This page provides the material and scripts to replicate our submitted article about developer retention in software ecosystems.
You can download the data and scripts here. The zip file contains 3 files:
– script.R: The R script that runs the survival analyses and exports all the survival curves (in pdf format)
– 2 csv files: One for the developers of each ecosystem
The columns of each csv file correspond to:
– user: The user id based on the GHTorrent dataset
– ta_abandoner (technical activity): Boolean variable concerning the technical abandonment (0: active, 1: abandoner)
– sa_abandoner (social activity): Variable concerning the social abandonment. (0: active, 1: abandoner, -1: the developer was never socially active)
– ta_duration_months (technical activity): Number of months between the first and last commit
– sta_duration (socio-technical activity): Number of months between the first and last commit or social message
– sa_messages (social activity): Number of messages that the developer has exchanged with other developers (social activity)

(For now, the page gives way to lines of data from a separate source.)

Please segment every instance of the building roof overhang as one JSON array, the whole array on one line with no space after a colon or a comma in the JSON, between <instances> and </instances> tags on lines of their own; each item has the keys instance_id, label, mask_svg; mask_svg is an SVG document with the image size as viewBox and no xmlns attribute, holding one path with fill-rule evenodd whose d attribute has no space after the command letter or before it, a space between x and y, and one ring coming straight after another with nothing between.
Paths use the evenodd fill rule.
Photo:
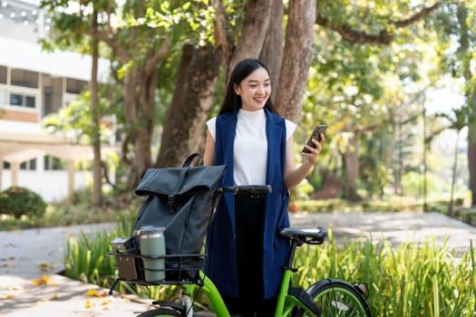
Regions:
<instances>
[{"instance_id":1,"label":"building roof overhang","mask_svg":"<svg viewBox=\"0 0 476 317\"><path fill-rule=\"evenodd\" d=\"M67 77L89 82L91 80L92 58L75 52L42 50L39 43L18 41L0 36L0 64L49 73L58 77ZM109 74L109 62L99 60L98 74L100 82L105 82Z\"/></svg>"},{"instance_id":2,"label":"building roof overhang","mask_svg":"<svg viewBox=\"0 0 476 317\"><path fill-rule=\"evenodd\" d=\"M117 147L102 146L102 153L117 152ZM74 144L66 138L41 133L0 133L0 158L7 162L24 162L41 155L64 160L92 158L92 147Z\"/></svg>"}]
</instances>

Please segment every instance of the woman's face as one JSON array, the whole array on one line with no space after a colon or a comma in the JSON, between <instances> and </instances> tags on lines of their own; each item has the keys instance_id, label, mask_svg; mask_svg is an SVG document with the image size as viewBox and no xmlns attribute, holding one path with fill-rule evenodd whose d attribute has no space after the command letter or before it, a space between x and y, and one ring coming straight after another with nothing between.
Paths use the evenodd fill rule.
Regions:
<instances>
[{"instance_id":1,"label":"woman's face","mask_svg":"<svg viewBox=\"0 0 476 317\"><path fill-rule=\"evenodd\" d=\"M271 93L269 74L259 67L234 88L235 93L241 98L241 109L248 111L261 110Z\"/></svg>"}]
</instances>

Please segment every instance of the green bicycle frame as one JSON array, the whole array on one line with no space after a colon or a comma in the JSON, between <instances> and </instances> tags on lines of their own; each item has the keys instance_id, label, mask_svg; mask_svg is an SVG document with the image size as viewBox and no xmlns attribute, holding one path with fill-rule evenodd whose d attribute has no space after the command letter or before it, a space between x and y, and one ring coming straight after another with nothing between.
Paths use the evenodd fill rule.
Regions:
<instances>
[{"instance_id":1,"label":"green bicycle frame","mask_svg":"<svg viewBox=\"0 0 476 317\"><path fill-rule=\"evenodd\" d=\"M184 284L182 286L185 291L185 293L191 296L194 293L194 292L198 289L203 291L209 301L211 309L217 314L217 316L229 317L230 313L217 286L215 286L213 282L207 275L205 275L205 274L202 271L199 272L199 274L201 281L203 281L203 283L200 283L201 285L198 285L195 283ZM291 271L289 269L286 269L283 274L281 287L277 294L277 304L276 307L275 316L289 316L295 307L300 307L302 309L305 309L306 312L313 314L313 312L310 310L308 310L307 307L303 305L299 302L299 300L288 294L290 281Z\"/></svg>"}]
</instances>

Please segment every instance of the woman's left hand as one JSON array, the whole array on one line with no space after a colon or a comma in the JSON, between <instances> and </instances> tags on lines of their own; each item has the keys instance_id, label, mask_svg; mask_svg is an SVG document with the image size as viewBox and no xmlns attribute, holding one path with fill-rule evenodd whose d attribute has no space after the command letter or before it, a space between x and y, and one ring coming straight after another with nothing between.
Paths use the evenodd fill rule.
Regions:
<instances>
[{"instance_id":1,"label":"woman's left hand","mask_svg":"<svg viewBox=\"0 0 476 317\"><path fill-rule=\"evenodd\" d=\"M321 133L320 139L320 141L317 141L316 139L312 139L311 141L313 142L315 147L313 148L308 145L305 145L306 149L309 150L309 152L301 152L301 155L305 158L307 158L307 162L312 165L316 164L316 162L317 161L317 157L319 156L319 153L322 150L322 145L325 140L324 133Z\"/></svg>"}]
</instances>

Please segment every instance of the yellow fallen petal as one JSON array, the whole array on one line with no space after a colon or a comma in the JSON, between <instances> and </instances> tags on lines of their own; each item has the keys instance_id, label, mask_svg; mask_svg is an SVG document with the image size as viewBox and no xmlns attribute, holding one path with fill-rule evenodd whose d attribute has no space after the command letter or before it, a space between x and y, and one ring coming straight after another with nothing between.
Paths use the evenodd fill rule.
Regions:
<instances>
[{"instance_id":1,"label":"yellow fallen petal","mask_svg":"<svg viewBox=\"0 0 476 317\"><path fill-rule=\"evenodd\" d=\"M94 305L91 303L91 301L90 301L90 300L87 300L87 301L86 301L86 303L84 304L84 307L85 307L85 308L91 308L91 307L92 307L92 306L94 306Z\"/></svg>"},{"instance_id":2,"label":"yellow fallen petal","mask_svg":"<svg viewBox=\"0 0 476 317\"><path fill-rule=\"evenodd\" d=\"M88 290L86 292L87 296L98 296L98 291L97 290Z\"/></svg>"},{"instance_id":3,"label":"yellow fallen petal","mask_svg":"<svg viewBox=\"0 0 476 317\"><path fill-rule=\"evenodd\" d=\"M38 305L38 304L43 303L45 303L45 302L48 302L48 300L45 299L45 298L42 298L41 300L39 300L39 301L36 302L36 304Z\"/></svg>"},{"instance_id":4,"label":"yellow fallen petal","mask_svg":"<svg viewBox=\"0 0 476 317\"><path fill-rule=\"evenodd\" d=\"M36 280L33 280L32 283L34 285L42 285L42 284L47 284L48 281L50 281L50 275L43 275L40 278L37 278Z\"/></svg>"}]
</instances>

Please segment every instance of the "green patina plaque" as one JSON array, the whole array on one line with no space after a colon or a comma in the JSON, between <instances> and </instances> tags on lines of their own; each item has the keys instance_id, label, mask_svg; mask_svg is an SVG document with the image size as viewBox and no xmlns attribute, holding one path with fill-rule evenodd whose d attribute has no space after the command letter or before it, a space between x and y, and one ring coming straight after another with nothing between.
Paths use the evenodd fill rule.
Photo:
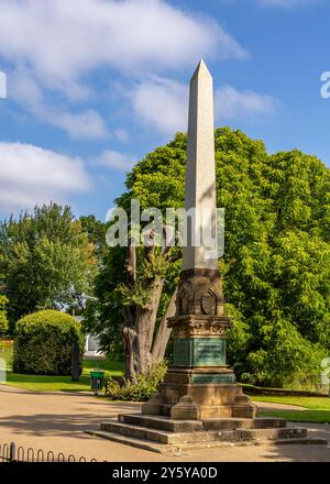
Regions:
<instances>
[{"instance_id":1,"label":"green patina plaque","mask_svg":"<svg viewBox=\"0 0 330 484\"><path fill-rule=\"evenodd\" d=\"M221 375L221 374L213 374L213 375L200 375L195 374L191 375L191 383L235 383L235 375L229 374L229 375Z\"/></svg>"},{"instance_id":2,"label":"green patina plaque","mask_svg":"<svg viewBox=\"0 0 330 484\"><path fill-rule=\"evenodd\" d=\"M224 338L178 338L174 342L175 366L222 366Z\"/></svg>"}]
</instances>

– sa_activity_months (social activity): Number of distinct months that a developer has exchanged messages with other developers (Different value from sta_duration_months since months with no messages are not considered for sa_activity_months)
– sa_largest_delta (social activity): Largest social inactivity gap measured in months
– ta_commit_contributions (technical activity): Number of commits
– ta_activity_months (technical activity): Number of distinct months that a developer has had commits (Different value from sta_duration_months since months with no commits are not considered for ta_activity_months)
– ta_largest_delta (technical activity): Largest technical inactivity gap measured in months
– developerTechnicalIntensity (technical activity): TI value (refer to the paper for the definition)
– developerTechnicalSpread (technical activity): TS value (refer to the paper for the definition)